L'identité catholique française en tension
L’Église catholique de France est aujourd’hui au cœur d’un paradoxe. À droite, la révérence pour les racines catholiques de la France permet de redonner un contenu culturel à l’identité nationale sans renoncer à l’universalisme républicain. Le recours aux racines permet ainsi de tracer une frontière symbolique entre la minorité musulmane et la majorité catholique. Au nom de la dimension patrimoniale du catholicisme, l’Église mérite une préséance qui échappe à la toise laïque. Le culturel n’est pas le cultuel et les crèches peuvent donc avoir leur place dans les mairies. Au nom même de ce patrimoine religieux, à défendre comme nos monuments et nos terroirs, les musulmans devraient bien sûr, par souci d’intégration, renoncer à donner une visibilité à leur foi. Gérald Darmanin propose ainsi d’interdire les minarets dans le Code de l’urbanisme pour ne pas compromettre le paysage national. Robert Mesnard s’oppose aux kebabs au nom de la « tradition judéo-chrétienne » de la France. On peut se demander si cette muséification de la France catholique n’est pas le stade ultime du processus de décomposition folklorique décrit jadis par Michel de Certeau.

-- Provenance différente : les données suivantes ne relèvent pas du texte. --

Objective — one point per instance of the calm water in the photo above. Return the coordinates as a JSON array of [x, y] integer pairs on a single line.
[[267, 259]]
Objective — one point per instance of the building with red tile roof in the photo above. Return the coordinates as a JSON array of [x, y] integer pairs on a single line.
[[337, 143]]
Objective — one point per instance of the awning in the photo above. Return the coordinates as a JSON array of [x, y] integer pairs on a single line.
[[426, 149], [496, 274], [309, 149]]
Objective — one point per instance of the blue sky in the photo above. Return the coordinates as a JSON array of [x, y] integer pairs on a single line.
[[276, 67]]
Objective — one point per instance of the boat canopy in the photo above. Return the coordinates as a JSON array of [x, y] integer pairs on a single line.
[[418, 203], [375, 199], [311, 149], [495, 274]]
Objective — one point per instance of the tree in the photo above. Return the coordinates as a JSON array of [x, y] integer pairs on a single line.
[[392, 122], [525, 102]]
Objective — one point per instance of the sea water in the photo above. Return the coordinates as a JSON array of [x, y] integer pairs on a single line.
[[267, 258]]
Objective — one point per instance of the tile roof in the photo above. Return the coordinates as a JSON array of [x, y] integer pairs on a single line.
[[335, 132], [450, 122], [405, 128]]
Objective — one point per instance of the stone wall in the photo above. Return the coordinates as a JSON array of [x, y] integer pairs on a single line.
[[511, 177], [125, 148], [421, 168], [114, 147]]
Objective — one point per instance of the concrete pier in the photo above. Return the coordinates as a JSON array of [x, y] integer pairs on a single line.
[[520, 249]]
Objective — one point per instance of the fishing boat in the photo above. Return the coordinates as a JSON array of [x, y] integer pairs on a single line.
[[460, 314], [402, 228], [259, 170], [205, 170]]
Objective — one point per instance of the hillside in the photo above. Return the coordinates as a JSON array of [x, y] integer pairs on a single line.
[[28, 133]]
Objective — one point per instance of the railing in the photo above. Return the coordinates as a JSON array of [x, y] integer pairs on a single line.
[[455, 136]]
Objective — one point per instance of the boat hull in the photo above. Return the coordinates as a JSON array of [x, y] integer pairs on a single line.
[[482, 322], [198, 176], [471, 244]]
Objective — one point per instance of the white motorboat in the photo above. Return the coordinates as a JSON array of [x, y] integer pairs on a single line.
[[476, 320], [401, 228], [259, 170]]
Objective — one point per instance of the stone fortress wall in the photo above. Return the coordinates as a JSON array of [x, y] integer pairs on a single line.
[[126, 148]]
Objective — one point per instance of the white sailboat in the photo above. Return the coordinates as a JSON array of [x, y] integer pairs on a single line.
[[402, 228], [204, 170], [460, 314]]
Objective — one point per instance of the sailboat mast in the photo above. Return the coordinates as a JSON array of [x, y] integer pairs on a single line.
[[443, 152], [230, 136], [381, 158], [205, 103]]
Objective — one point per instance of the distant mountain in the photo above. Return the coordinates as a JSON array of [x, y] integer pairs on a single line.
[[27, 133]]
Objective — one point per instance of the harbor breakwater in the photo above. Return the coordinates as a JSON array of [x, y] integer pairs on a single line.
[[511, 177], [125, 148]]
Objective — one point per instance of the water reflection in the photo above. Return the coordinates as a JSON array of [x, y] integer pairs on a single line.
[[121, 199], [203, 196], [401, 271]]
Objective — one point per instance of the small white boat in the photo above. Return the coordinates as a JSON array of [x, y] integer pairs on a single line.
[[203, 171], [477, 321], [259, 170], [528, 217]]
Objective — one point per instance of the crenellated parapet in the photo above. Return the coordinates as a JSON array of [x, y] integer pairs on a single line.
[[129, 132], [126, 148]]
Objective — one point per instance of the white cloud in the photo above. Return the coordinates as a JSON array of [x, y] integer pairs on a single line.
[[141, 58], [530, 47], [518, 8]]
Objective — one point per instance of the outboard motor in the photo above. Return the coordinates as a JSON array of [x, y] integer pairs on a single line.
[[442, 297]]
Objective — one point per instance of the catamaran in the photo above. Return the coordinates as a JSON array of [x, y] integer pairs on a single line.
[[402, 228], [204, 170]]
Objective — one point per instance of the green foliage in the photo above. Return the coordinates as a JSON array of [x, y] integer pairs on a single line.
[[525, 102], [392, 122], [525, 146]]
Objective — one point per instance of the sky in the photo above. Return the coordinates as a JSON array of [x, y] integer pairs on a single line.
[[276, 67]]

Des paroissiens très divers
L’abîme croissant entre le catholicisme « de toujours » et la réalité de l’Église de France devient frappant. Les églises campagnardes qui ponctuent l’horizon français et structurent l’imaginaire national sont de plus en plus souvent fermées. On compte aujourd’hui 1, 8 % de pratiquants hebdomadaires dans la population française. C’est pourtant la norme canonique… Et quand les églises sont ouvertes, un dimanche sur quatre par rotation, il n’est plus rare d’y entendre dire la messe par un prêtre étranger ou d’origine étrangère1. En mars 2015, 1 800 prêtres étrangers étaient au service des diocèses français, soit environ un tiers des prêtres de moins de 75 ans. Auxquels s’ajoutent près de 400 prêtres d’origine étrangère en cours d’études. Cette main-d’œuvre étrangère, venue d’Afrique mais aussi d’Inde ou du Vietnam, vient pallier l’insuffisance du recrutement sacerdotal français (79 prêtres diocésains ont été ordonnés en France en 2016). Selon une enquête du magazine Jeune Afrique, elle est bien accueillie2. Alors que les univers politiques et télévisuels sont parfois critiqués pour leur faible reflet de la « diversité » française, le chœur des églises est souvent coloré.

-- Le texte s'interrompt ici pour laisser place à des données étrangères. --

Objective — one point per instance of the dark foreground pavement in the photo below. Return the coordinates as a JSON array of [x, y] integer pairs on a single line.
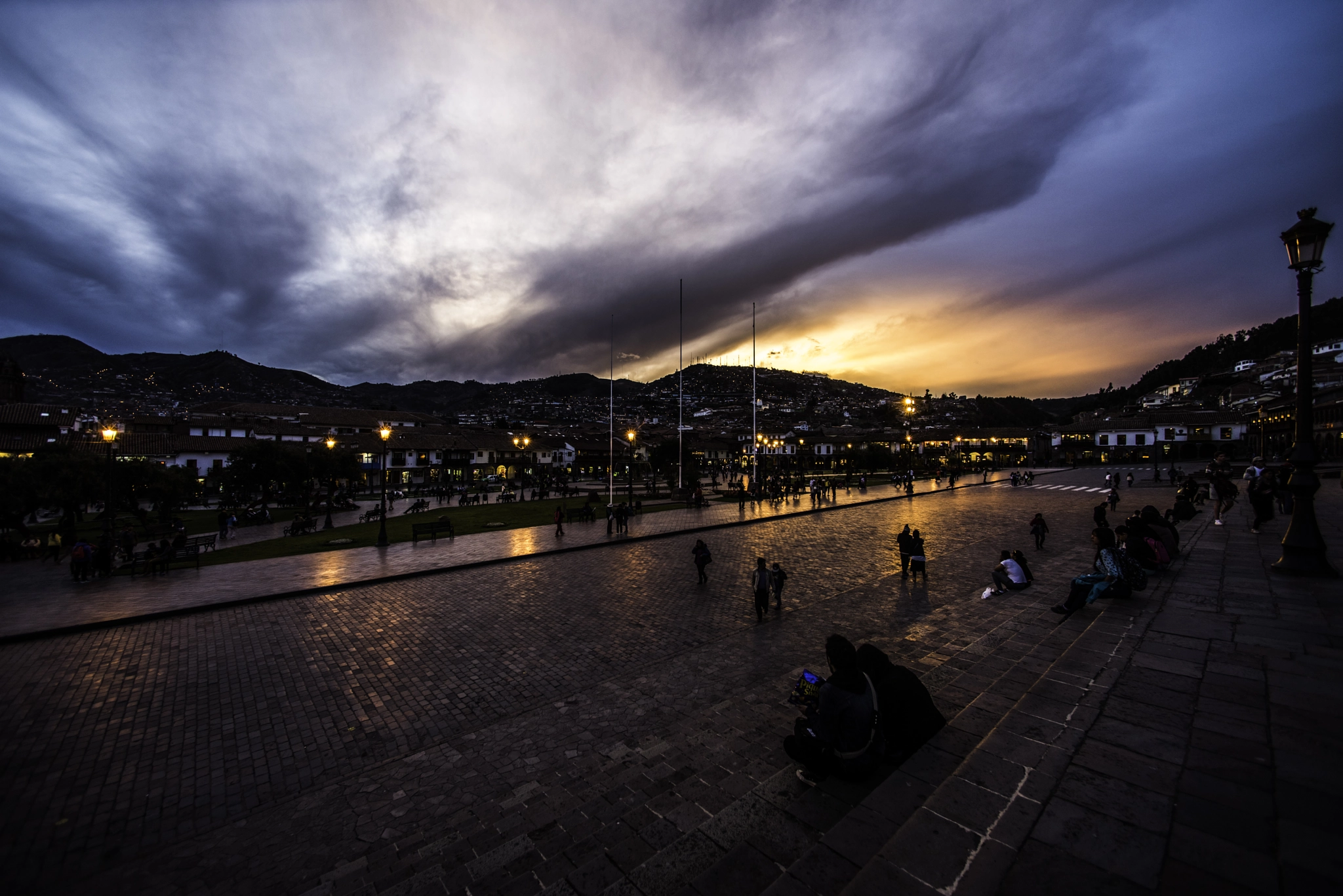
[[597, 723]]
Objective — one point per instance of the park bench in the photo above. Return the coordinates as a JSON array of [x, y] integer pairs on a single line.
[[584, 515], [301, 526], [144, 562], [203, 541], [431, 530]]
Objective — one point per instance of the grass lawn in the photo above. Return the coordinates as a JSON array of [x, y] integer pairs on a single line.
[[198, 523], [465, 522]]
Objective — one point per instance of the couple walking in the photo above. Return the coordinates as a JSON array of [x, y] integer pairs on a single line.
[[763, 579], [763, 582], [911, 554]]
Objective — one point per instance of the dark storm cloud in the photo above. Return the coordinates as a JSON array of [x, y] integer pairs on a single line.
[[942, 153], [476, 191]]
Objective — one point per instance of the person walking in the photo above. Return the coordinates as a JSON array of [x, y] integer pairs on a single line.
[[917, 562], [702, 559], [1262, 490], [761, 585], [906, 543], [1222, 488], [776, 578], [1039, 528], [54, 546]]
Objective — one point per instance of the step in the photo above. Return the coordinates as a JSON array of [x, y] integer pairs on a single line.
[[965, 836], [680, 817]]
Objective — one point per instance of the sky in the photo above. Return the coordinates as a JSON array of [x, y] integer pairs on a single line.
[[1002, 198]]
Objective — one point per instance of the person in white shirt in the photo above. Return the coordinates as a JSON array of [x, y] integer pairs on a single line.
[[1009, 575]]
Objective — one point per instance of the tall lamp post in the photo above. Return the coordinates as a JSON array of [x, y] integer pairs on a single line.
[[629, 477], [1303, 547], [520, 444], [331, 486], [109, 436], [384, 433]]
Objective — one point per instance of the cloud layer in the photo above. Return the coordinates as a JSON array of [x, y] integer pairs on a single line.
[[421, 190]]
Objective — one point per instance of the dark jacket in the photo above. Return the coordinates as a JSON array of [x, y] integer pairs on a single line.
[[844, 718], [908, 715]]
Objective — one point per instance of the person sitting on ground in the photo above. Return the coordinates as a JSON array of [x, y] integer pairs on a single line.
[[841, 735], [1143, 545], [1108, 570], [1165, 532], [1008, 575], [908, 715], [1021, 560], [917, 560]]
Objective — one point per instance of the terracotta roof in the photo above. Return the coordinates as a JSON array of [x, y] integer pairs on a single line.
[[38, 416]]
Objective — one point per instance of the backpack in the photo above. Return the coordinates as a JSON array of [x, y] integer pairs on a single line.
[[1133, 573]]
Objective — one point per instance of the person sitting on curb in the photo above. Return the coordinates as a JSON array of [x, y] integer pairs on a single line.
[[1009, 575], [1108, 572], [908, 715], [1021, 560], [841, 735]]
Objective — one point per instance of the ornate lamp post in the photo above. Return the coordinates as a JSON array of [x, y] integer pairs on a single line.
[[109, 436], [1303, 547], [331, 446], [629, 477], [520, 444], [384, 433]]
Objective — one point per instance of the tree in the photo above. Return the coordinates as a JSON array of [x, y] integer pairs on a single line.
[[264, 468]]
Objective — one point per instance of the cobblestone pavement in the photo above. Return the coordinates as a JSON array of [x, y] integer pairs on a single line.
[[43, 598], [254, 747], [1212, 768]]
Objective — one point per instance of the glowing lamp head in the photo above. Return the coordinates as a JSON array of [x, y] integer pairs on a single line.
[[1304, 241]]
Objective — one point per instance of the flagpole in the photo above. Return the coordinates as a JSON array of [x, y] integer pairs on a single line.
[[755, 437], [610, 440]]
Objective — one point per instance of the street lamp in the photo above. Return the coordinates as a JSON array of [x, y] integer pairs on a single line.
[[109, 436], [331, 486], [1303, 547], [630, 475], [386, 433]]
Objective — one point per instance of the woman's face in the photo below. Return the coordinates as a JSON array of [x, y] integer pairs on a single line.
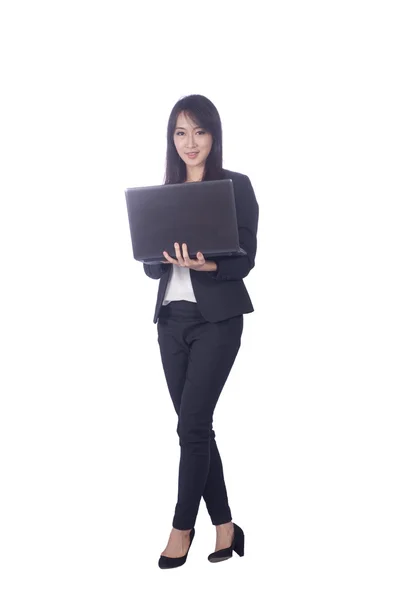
[[188, 137]]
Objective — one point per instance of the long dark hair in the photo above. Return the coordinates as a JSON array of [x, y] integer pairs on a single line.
[[204, 113]]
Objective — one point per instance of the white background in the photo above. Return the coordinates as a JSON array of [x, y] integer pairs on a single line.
[[306, 424]]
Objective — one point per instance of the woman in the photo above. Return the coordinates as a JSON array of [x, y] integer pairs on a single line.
[[199, 310]]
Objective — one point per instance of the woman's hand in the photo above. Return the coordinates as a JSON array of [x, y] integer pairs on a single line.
[[185, 260]]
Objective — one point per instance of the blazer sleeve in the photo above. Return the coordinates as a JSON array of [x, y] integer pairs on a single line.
[[155, 271], [231, 268]]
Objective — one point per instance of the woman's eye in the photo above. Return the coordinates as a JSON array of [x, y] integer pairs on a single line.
[[182, 132]]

Les migrants ont également une importance parmi les fidèles. Je recommande aux lecteurs d’aller observer les messes en l’honneur du Cœur Sacré de Jésus le premier vendredi du mois dans la prestigieuse église Saint-Sulpice, au cœur du 6e arrondissement de Paris. Éventuellement de poursuivre ensuite vers la chapelle de la rue du Bac, dans l’ombre du très chic Bon Marché : s’y presse, aux pieds de la Vierge, une foule très diverse. Le catholicisme français vit et parfois même revit dans certaines paroisses grâce à des migrants ou à des Français ultramarins. « Je ne connais pas d’endroit dans le 93 où les églises peinent à se remplir », affirme ainsi Laurent Gizard, curé de la paroisse de Villemomble3. Car ces catholiques souvent zélés sont attachés à des dévotions populaires et à des usages qui ne perdurent, parmi les métropolitains, que chez quelques catholiques. Le catholicisme peut-il être un creuset d’intégration à la société française, comme semble le souhaiter Pierre Manent4 ? Ce n’est pas sûr, car ces catholiques venus d’ailleurs ne trouvent pas toujours toute leur place dans les paroisses, où les prêtres oscillent entre la proposition d’une pastorale spécifique et l’indifférence5, deux voies qui peuvent intégrer autant que marginaliser. Les Églises évangéliques, socialement moins hiérarchisées et aux liturgies plus chaudes, peuvent paraître moins dépaysantes. Dans l’enquête Trajectoires et origines de l’Institut national d’études démographiques (Ined), qui porte sur les Français d’origine immigrée, Patrick Simon note aussi que la transmission de la foi au sein des familles chrétiennes échoue plus (26 %) qu’au sein des familles musulmanes (11 %)6. Les enquêtés catholiques sont par ailleurs 76 % à déclarer que la religion a peu ou pas d’importance, alors que 78 % des musulmans considèrent qu’elle a assez ou beaucoup d’importance7. Est-ce là un indice d’intégrations différenciées à la France très sécularisée ? Le catholicisme est-il intégrateur comme « religion de la sortie de la religion » (Marcel Gauchet) ? Ou est-ce le signe d’un échec du catholicisme français à intégrer les nouveaux venus ? Ces chiffres peuvent être interprétés de bien des manières.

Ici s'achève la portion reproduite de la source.